Given the present political situation, it should come as absolutely no surprise to anyone that government representatives frequently don’t have our best interests at heart.
Investigative reporter Anne Roland (Katia Winter) goes in search of a missing friend and uncovers a possible story about CIA mind-control experiments gone awry.
A breadcrumb trail of video evidence leads Anne to counterculture author Thomas Blackburn (Ted Levine, ol’ Buffalo Bill himself), a stand-in for Hunter S. Thompson, with whom she “trips” on a formula that was used on unsuspecting civilians in the 60s and 70s.
The drug, derived from the human pineal gland, gives the recipient heightened awareness of other dimensions—and the curious creatures who inhabit them.
The tension level climbs steadily throughout Banshee Chapter, but it’s the footage of old experiments that prove the most gripping.

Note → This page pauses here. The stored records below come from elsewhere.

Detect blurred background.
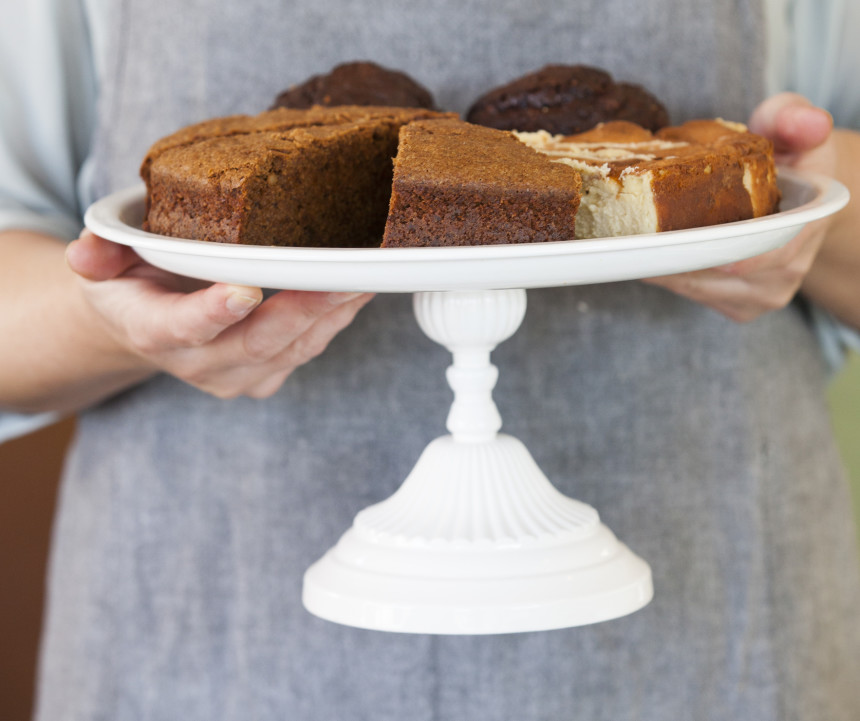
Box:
[0,355,860,721]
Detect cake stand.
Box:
[85,170,848,634]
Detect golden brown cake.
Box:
[517,120,779,238]
[141,106,453,247]
[382,120,580,248]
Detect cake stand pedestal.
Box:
[84,169,848,634]
[303,290,653,634]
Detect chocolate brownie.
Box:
[382,120,581,248]
[272,62,435,110]
[466,65,669,135]
[141,107,453,247]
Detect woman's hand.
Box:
[646,93,837,322]
[66,231,372,398]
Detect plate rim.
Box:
[84,167,849,263]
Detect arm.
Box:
[649,93,860,328]
[0,231,370,412]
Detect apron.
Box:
[38,0,860,721]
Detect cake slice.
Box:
[141,106,453,247]
[516,120,779,238]
[382,120,581,248]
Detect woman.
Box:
[0,0,860,721]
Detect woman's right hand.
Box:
[66,231,372,398]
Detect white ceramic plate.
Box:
[84,170,848,293]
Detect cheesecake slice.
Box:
[516,120,779,239]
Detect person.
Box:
[0,0,860,721]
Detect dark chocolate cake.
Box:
[272,62,435,110]
[466,65,669,135]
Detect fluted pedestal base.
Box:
[304,435,652,634]
[303,290,653,634]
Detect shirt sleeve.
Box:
[766,0,860,372]
[0,0,96,443]
[0,0,96,239]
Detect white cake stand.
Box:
[85,171,848,634]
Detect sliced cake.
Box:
[382,120,581,248]
[516,120,779,238]
[141,107,453,247]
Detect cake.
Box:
[141,106,454,247]
[516,120,779,238]
[466,65,669,135]
[272,62,435,110]
[382,120,580,248]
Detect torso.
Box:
[40,0,860,721]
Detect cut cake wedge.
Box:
[382,120,581,248]
[516,120,780,239]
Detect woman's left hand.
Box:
[646,93,836,322]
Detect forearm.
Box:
[0,231,152,412]
[801,130,860,329]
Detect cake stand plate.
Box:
[85,170,848,634]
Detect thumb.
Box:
[66,230,141,281]
[749,93,833,155]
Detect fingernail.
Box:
[328,293,364,305]
[227,293,260,315]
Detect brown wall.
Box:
[0,421,74,721]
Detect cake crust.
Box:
[517,120,779,238]
[382,120,581,248]
[141,106,454,247]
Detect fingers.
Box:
[137,283,263,353]
[66,225,372,398]
[165,291,372,398]
[749,93,833,156]
[66,230,141,281]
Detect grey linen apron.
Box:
[38,0,860,721]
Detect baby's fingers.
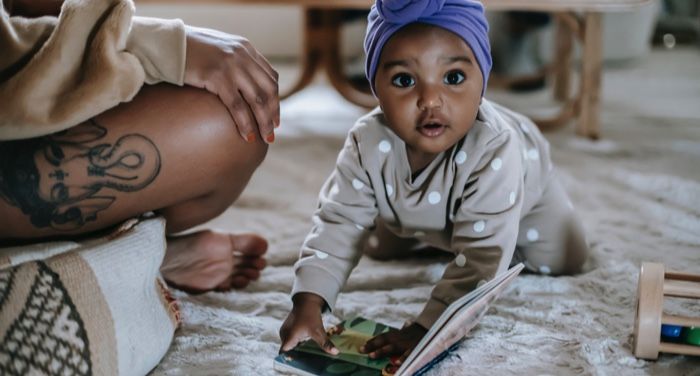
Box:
[311,329,340,355]
[360,333,391,356]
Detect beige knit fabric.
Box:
[0,0,186,140]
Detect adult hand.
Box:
[185,26,280,143]
[360,323,428,366]
[280,293,339,355]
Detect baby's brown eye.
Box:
[443,71,466,85]
[391,73,416,87]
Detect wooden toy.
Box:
[681,326,700,346]
[634,262,700,359]
[661,324,683,338]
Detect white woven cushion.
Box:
[0,218,178,375]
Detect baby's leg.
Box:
[513,177,589,275]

Clueless test subjects are strapped to a chair, injected with the dreadful drug, and plunged into darkness, attracting the attention of extra-dimensional entities who want to use the humans as surfboards into this world.
While intentions are never stated, I think we can safely assume the beings transforming human hosts into hideous mutations, are doing so for nefarious reasons.
Based on H.P. Lovecraft’s From Beyond, but bearing little resemblance to Stuart Gordon’s splashy adaptation from 1986, Banshee Chapter is a formidable debut for writer-director Blair Erickson, who shades his conspiracy theory mockumentary with splashes of cosmic horror (and humor) that blend perfectly in a paranoid landscape that greatly resembles our own.
In times such as these, we need eerie entertainment to keep us on our toes, and Banshee Chapter should have no trouble troubling an already troubled sleep.